La dette publique : de quoi parle-t-on ?
La dette publique désigne la dette des administrations publiques, elles-mêmes définies comme le regroupement des administrations publiques centrales (qui rassemblent l’État et les organismes divers d’administration centrale (ODAC) – qui comprennent par exemple les universités, Météo France, France travail, les musées, etc.), des administrations de sécurité sociale et des administrations publiques locales.
La dette de l’État dans son acception la plus stricte (État central et ODAC) concentre environ 83% de la dette publique, tandis que les administrations de sécurité sociale et les administrations publiques locales représentent respectivement 9% et 8% de la dette publique totale.
Au premier trimestre 2025, la dette publique s’établit à 3 345,8 Md€, soit 114% du PIB. Les créanciers sont des banques, des assurances ou encore des fonds d’investissement. Au premier trimestre 2025, 54,7% de la dette publique française est détenue par des non-résidents, 9,8% par des compagnies d’assurances françaises, 9,8% par des établissements de crédits français, 1,7% par des OPCVM françaises (Sicav et fonds communs de placement), et 24% par d’autres détenteurs français (en particulier la Banque de France).

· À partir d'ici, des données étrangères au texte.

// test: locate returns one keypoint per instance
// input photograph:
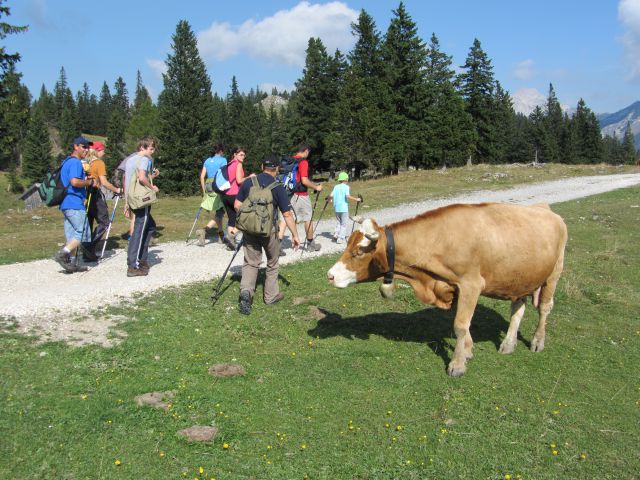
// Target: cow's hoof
(537, 345)
(507, 347)
(455, 371)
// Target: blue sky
(587, 50)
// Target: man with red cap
(98, 210)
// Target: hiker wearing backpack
(140, 192)
(98, 209)
(300, 201)
(211, 201)
(256, 204)
(75, 179)
(236, 178)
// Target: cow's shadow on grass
(431, 326)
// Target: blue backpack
(288, 174)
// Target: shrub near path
(345, 384)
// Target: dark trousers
(143, 229)
(99, 212)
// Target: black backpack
(51, 190)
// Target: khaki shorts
(211, 202)
(301, 205)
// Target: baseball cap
(98, 146)
(81, 141)
(270, 161)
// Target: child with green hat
(340, 196)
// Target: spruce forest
(392, 103)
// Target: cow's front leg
(467, 300)
(508, 345)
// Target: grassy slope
(36, 234)
(363, 388)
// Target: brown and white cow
(461, 252)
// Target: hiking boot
(245, 302)
(278, 297)
(137, 272)
(200, 235)
(64, 259)
(313, 246)
(89, 256)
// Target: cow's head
(365, 258)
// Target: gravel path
(28, 291)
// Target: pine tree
(144, 118)
(477, 87)
(449, 129)
(316, 96)
(628, 152)
(14, 117)
(86, 111)
(37, 159)
(405, 58)
(185, 112)
(103, 110)
(588, 140)
(7, 60)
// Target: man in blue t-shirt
(211, 201)
(76, 228)
(253, 244)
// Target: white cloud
(524, 70)
(282, 37)
(157, 66)
(526, 100)
(629, 16)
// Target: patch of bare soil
(199, 433)
(159, 400)
(223, 370)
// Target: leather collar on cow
(391, 256)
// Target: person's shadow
(431, 326)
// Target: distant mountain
(615, 124)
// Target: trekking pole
(216, 291)
(326, 202)
(84, 225)
(356, 212)
(106, 238)
(306, 233)
(194, 224)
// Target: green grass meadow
(344, 384)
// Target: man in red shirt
(300, 202)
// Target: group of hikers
(253, 205)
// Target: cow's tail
(536, 297)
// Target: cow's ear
(370, 233)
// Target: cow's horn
(386, 289)
(372, 236)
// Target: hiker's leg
(271, 287)
(252, 250)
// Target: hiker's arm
(291, 225)
(203, 174)
(79, 183)
(109, 185)
(144, 180)
(309, 184)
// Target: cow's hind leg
(508, 345)
(546, 305)
(467, 300)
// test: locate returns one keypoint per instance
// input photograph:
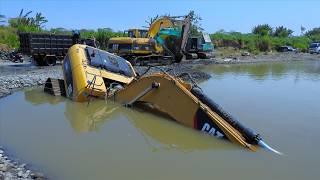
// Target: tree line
(261, 39)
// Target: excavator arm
(90, 72)
(171, 35)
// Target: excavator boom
(90, 72)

Conséquence de la libéralisation financière et des traités européens, l’État ne peut plus s’adresser directement à la banque centrale et doit se financer en émettant des titres sur les marchés financiers. Pour se financer à court terme (donc pour une durée inférieure ou égale à un an), l’État émet, par l’intermédiaire de l’agence France Trésor (AFT), des bons du Trésor à taux fixe (BTF). Les durées les plus fréquentes sont 13, 26 et 52 semaines. Pour se financer à moyen et long terme, il émet des obligations assimilables du Trésor (OAT), de maturité comprise entre 2 à 50 ans, dont environ 10% sont indexées sur l’inflation.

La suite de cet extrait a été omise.